Classic Kaposi sarcoma mimicking chilblains1. Dermatology Dept, Ramon y Cajal Hospital, University of Alcala, Madrid, Spain. firstname.lastname@example.org
Sergio Vano-Galvan1,2, Carmen Moreno3, Manuel Fernández-Lorente2, Pedro Jaén1,2
Dermatology Online Journal 17 (2): 16
2. Grupo de Dermatología Clínic, Madrid, Spain
3. Pathology Dept, Ramon y Cajal Hospital, Madrid, Spain
Kaposi Sarcoma (KS) is a low-grade vascular tumor associated with human herpes virus-8 infection. It usually presents in elderly patients as violaceous plaques of the lower limbs. However, KS may present in a wide spectrum of atypical clinical forms, leading to misdiagnoses. We report a case of classic KS mimicking chilblains.
|Figure 1||Figure 2|
|Figure 1. Clinical image showing violaceous infiltrated nodules and patches located on palms affecting fingertips and both
thenar and hypothenar eminences
Figure 2. Dermoscopic image showing violaceous patch with blue-grey areas
An 82-year-old man presented with a 2-month history of painful purple lesions located on both palms that worsened with cold. He had been previously diagnosed with chilblains but no response was achieved with the avoidance of cold. No immunosuppressive therapy had been administered to the patient previously. Physical examination revealed violaceous infiltrated nodules and patches located on palms, without any other lesions (Figure 1). Dermoscopy revealed a violaceous patch with blue-grey areas (Figure 2). The clinical diagnosis included atypical KS, chilblains, and chilblain lupus. A skin biopsy was performed. Histological examination and nuclear immunostaining for human herpes virus-8 (HHV-8) confirmed the diagnosis of classic Kaposi sarcoma (Figure 3). An HIV antibody test was performed and was negative. Radiological and endoscopic studies were unremarkable. Treatment with liposomal doxorubicine was started and provided adequate control of disease after 4 months.
|Figure 3c||Figure 3d|
Kaposi sarcoma (KS) is a multicentric neoplasm frequently evident as multiple vascular cutaneous and mucosal nodules. It is linked to HHV-8, which is a necessary, though alone insufficient, condition for the development of the lesions . Four variants have been described: classic, immunosuppression-associated, endemic African, and HIV-related.

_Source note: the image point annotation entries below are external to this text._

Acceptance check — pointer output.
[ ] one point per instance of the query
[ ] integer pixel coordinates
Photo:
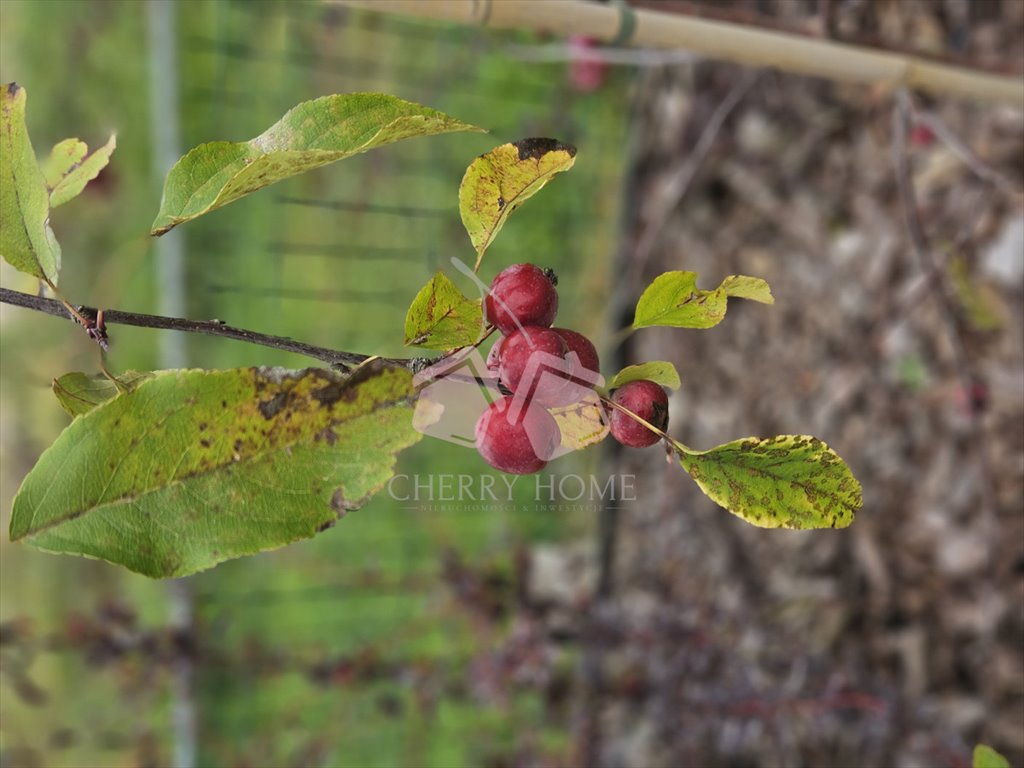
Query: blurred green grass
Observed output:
(315, 273)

Clinically it presents as small, violaceous macules and papules situated particularly on the lower limbs  and, less frequently, on the upper arms, forearms, trunk, eyelids, and genital area. Several atypical presentations of KS have been described. Kaposi sarcoma may present as isolated palmoplantar lesions . Lesions mimicking pyogenic granuloma of the hands have also been reported . A case of KS mimicking Stewart-Treves syndrome was described by Salameire et al . Atypical variants of generalized lymphadenopathic, telangiectatic, keloidal, ecchymotic, and cavernous KS have also been described .
To the best of our knowledge, no cases of KS mimicking lesions of chilblains on the hands have been described. Chilblains (or perniosis) is an inflammatory skin condition presenting after exposure to cold as pruritic and/or painful erythematous-to-violaceous acral lesions. It usually improves with the warming of acral areas achieved by heat and appropriate clothing. Our case mimicked chilblains because of the exclusive localization of the violaceous nodules and patches on the hands. In addition, the patient had noted worsening of the lesions with cold. Nevertheless, the avoidance of cold not only did not improve the condition, but the eruption gradually became more extensive.
In summary, KS may present with many atypical clinical presentations and physicians should be suspicious when violaceous nodules or patches develop on the palms or soles of elderly patients. A skin biopsy should be performed in these cases.